The IPCC says all we have to do to prevent global warming is to change everything. Here’s a better idea: know your real footprint
At a certain point of any endeavour, exhaustion sets in. As boxers say, you have a finite pool of energy in the tank, and you choose where to burn it. When you’re done, you’re done.
It is therefore sad news for those that think we are going to be getting off fossil fuels any time soon, because, in the fight to reduce our environmental footprint, even the IPCC seems to be on the ropes, mouth hanging open, and arms dangling over the side.

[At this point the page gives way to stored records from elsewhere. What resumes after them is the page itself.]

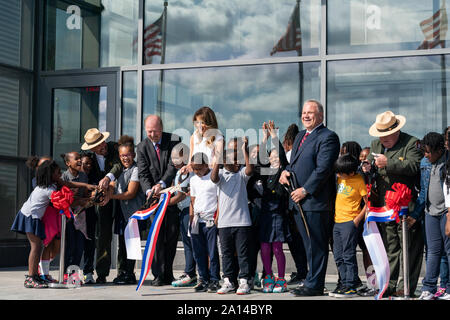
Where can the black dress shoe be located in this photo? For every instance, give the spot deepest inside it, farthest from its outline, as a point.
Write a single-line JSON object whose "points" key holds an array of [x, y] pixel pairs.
{"points": [[100, 280], [307, 292], [158, 282]]}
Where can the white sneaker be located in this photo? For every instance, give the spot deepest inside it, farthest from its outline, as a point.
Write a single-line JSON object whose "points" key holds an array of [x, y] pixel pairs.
{"points": [[426, 295], [445, 296], [243, 287], [89, 278], [227, 287]]}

In their most recent report, the IPCC in effect threw up their hands: “Pathways limiting global warming to 1.5°C with no or limited overshoot would require rapid and far-reaching transitions in energy, land, urban and infrastructure (including transport and buildings), and industrial systems (high confidence). These systems transitions are unprecedented in terms of scale, but not necessarily in terms of speed, and imply deep emissions reductions in all sectors, a wide portfolio of mitigation options and a significant upscaling of investments in those options.”
This is not a plan; this is a basket of utopian nonsense. It is like saying “War can be eradicated completely by convincing all global citizens to stop being mean to each other. Such transitions are unprecedented in terms of scale…” I stop the analogy there because I don’t think anyone besides the panel knows what the next “but not necessarily in terms of speed” means. How an exercise can be unprecedented in terms of scale but not of speed is academic-speak for “we have no idea what we’re talking about.”
It does no good to tell the world that all we have to do prevent global warming is to change everything. That’s not going to happen. What can happen though is that we can make major progress simply by rethinking what our true footprints really are.
For example, we may think organic vegetables are better for the environment because they’re healthy, non-corporate, and not burdened with industrial chemical requirements. That may be true but…what if those organic vegetables are shipped in from a thousand miles away? And what if the local alternative is not organic, but is next thing to it, and comes from just down the road?
What is the environmental footprint of a high-end bicycle, made of aluminum or carbon fibre?
What is the environmental footprint of an iPhone? Is it good for the environment to upgrade every time, or should we only do it every 5 years?
What is the environmental cost of buying a new electric vehicle, compared to driving a five year old one for five more years?
These are weird questions and incredibly hard to measure, but we can get some idea of a lot of them.
At the heart of everything we purchase or use is an industrial chain that makes it and gets it to where we need it. Individually, our purchases may not create the demand for a new aluminum mine, but perhaps 50 thousand new bicycles do. How do we account for that, environmentally speaking?
To truly fight climate change – or reduce our environmental footprint or whatever you want to call it – requires us to understand these chains and only proceed on the most environmentally friendly ones. Some of the answers might surprise us, like to find out that we should keep using an old inefficient whatever because the environmental cost of a new one might be far higher than we think.
The IPCC’s mandate is so lamentably useless that we are hopelessly doomed if we try to follow it. We should not be wasting a second on purely theoretical exercises that will never get off the ground.